経済的に維持しつづけることができたからなのでしょうが。その維持には強い矜持と作り上げることへの並々ならぬ自信があったのかも知れません。そのような意志がどのようにできたのか、この村の長老たちは知っているのでしょう。あるいはまた、二つの村は維持に非常に苦しんでいるのかも知れません。
僕のようなたんなる異国での情緒に自分を浸しているような旅行者には、歴史の重層は見えません。誰か詳しい人がいましたら、ぜひとも教えてください。

バリの女性の名前

バリの女性の名前に、バリの花の名前が多いことを知ってなんだか気持ちがなごみました。

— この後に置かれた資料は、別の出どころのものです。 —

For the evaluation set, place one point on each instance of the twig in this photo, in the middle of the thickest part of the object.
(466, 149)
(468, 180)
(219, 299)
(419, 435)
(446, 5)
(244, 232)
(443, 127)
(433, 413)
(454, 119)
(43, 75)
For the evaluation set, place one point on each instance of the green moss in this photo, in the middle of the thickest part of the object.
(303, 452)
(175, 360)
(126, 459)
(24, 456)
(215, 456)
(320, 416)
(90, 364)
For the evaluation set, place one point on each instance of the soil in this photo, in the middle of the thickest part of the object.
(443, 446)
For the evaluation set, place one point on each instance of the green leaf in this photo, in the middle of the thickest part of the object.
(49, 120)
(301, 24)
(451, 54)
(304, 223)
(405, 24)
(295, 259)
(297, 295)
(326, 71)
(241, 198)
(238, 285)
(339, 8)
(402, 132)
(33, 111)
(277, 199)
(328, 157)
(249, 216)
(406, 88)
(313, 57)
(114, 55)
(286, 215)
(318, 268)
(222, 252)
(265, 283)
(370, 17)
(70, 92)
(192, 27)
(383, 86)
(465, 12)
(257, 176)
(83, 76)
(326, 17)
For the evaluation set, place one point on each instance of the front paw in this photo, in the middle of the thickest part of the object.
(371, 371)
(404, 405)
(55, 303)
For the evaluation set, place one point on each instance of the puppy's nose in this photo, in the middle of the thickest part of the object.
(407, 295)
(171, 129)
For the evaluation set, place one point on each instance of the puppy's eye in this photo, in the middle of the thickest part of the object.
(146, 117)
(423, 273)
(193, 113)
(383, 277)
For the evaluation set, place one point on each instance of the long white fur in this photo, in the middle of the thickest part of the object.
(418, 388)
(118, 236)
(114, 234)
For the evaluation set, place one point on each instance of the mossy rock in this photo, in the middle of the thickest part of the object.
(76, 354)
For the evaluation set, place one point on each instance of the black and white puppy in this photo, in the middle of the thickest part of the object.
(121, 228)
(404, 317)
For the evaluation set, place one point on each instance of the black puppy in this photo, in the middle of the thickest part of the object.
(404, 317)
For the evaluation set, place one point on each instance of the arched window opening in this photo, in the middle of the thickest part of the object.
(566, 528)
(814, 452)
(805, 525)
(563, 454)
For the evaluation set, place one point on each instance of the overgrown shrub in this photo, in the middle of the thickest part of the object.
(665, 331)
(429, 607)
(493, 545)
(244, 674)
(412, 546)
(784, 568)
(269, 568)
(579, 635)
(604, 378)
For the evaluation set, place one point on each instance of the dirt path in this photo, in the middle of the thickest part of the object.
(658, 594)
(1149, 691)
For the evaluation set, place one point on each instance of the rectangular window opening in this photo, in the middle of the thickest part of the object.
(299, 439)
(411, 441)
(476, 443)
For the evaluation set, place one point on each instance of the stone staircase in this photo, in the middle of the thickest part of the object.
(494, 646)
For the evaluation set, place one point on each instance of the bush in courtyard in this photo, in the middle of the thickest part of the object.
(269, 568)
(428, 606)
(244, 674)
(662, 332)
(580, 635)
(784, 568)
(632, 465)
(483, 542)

バリの会社のスタッフIda Bagus Oka Suwardana の奥さんは、Jro Champak といいます。チャンパカというとても香りのよい黄色いバリを代表する花です。オカのお兄さんの奥さんは、Jro Sandat といい、Sandat が花の名です。この花は、薄緑色でやはり美しい香りがします。
バリには、姓がなくカーストの階級をあらわすもの、次に長男か次男かなどをあらわすもの、最後に本人の名前がきます。Ida Bagus Oka Suwardana は、Brahmana (僧侶の階級)で第一番目ですが、そこに Sudra (一番下のいわば労働者の階級)からオカの家に嫁いできた彼女は、名前を変える必要があるのです。それで Jro Chanpak としたのです。因に Jro は下の階級から嫁いできた人が必ずつけるものです。同じ階級どうしなら、名前を変える必要はありません。
カースト制度は、儀式の時を契機にその姿をあらわしますが、普段は自由に恋愛し、どのカーストへの移行も女性なら自由なようです。男性の職業選択も自由ですが、 Brahmana にだけにはなれないようです。